Duchess of Rutland opens community garden at Bottesford railway station
A community garden has been officially unveiled in Bottesford.
Over the past 18 months the Poacher Line Community Rail Partnership and the Bee Friendly Trust have worked with local residents, East Midlands Trains and Network Rail to transform the derelict piece of land next to Bottesford train station into a community garden.
The Duchess of Rutland was invited to officially unveil the garden during a special opening ceremony. She said: “The garden really is a key part of the community and is right on beat with what is happening in society now with the environment. I am proud and honoured to open it.”

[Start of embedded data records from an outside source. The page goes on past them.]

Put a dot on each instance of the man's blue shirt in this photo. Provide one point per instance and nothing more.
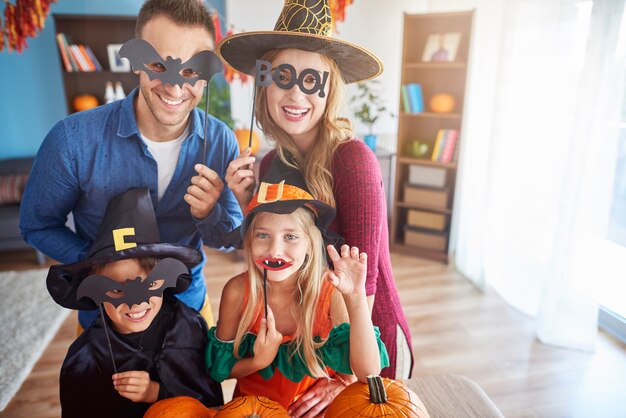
(89, 157)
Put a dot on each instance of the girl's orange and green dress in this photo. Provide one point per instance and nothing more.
(288, 376)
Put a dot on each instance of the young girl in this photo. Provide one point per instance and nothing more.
(310, 322)
(300, 110)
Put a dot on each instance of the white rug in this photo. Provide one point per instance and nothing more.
(29, 319)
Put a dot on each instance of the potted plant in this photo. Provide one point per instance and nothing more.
(368, 106)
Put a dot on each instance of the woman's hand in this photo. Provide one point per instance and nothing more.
(350, 269)
(204, 192)
(240, 177)
(267, 341)
(136, 386)
(316, 399)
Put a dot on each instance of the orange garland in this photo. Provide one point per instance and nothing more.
(22, 20)
(338, 10)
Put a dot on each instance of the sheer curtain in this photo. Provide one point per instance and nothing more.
(536, 172)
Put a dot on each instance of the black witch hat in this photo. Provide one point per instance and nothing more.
(128, 230)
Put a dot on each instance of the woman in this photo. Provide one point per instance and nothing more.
(299, 110)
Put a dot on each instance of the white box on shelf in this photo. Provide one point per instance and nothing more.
(420, 175)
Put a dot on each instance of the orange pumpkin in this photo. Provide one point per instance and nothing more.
(243, 138)
(84, 102)
(179, 407)
(252, 407)
(442, 103)
(380, 397)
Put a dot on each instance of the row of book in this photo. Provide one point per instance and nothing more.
(76, 58)
(412, 98)
(446, 146)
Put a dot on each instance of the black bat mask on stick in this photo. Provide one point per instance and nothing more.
(143, 57)
(134, 292)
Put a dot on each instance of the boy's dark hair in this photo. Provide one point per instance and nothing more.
(183, 12)
(146, 263)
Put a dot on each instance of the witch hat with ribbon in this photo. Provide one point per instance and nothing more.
(306, 25)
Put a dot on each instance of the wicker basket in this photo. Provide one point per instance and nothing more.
(427, 197)
(425, 239)
(429, 220)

Kaye Robinson, community rail partnership officer for Lincolnshire County Council (LCC) has helped to organise the project from the beginning.
She said: “The new garden is an eco-friendly safe haven for wildlife, complete with a composter, bug hotel, pond with hedgehog ramp and an education space for local groups.
“The local Vale of Belvoir Lions group have also donated a bench made from recycled material for passengers and the public. The station has now been adopted by four volunteers, who will continue the work that has been started by developing the garden to its full potential over the coming years. I’d like to thank the local community and partners for their support in creating this wonderful new space. I’m sure it will be enjoyed for years to come.”
Luke Dixon, from The Bee Friendly Trust, said it is the biggest project that the trust, who are aiming to create a world where honey bees and other pollinators have the habitats they need in order to thrive, have worked on.
He said: “The garden is fantastic for this area.It has been a mission but the village have been so involved and we hope that they will now take the garden on as their own. It’s a great garden even if you just want somewhere quiet to sit. It really is a space for everyone.”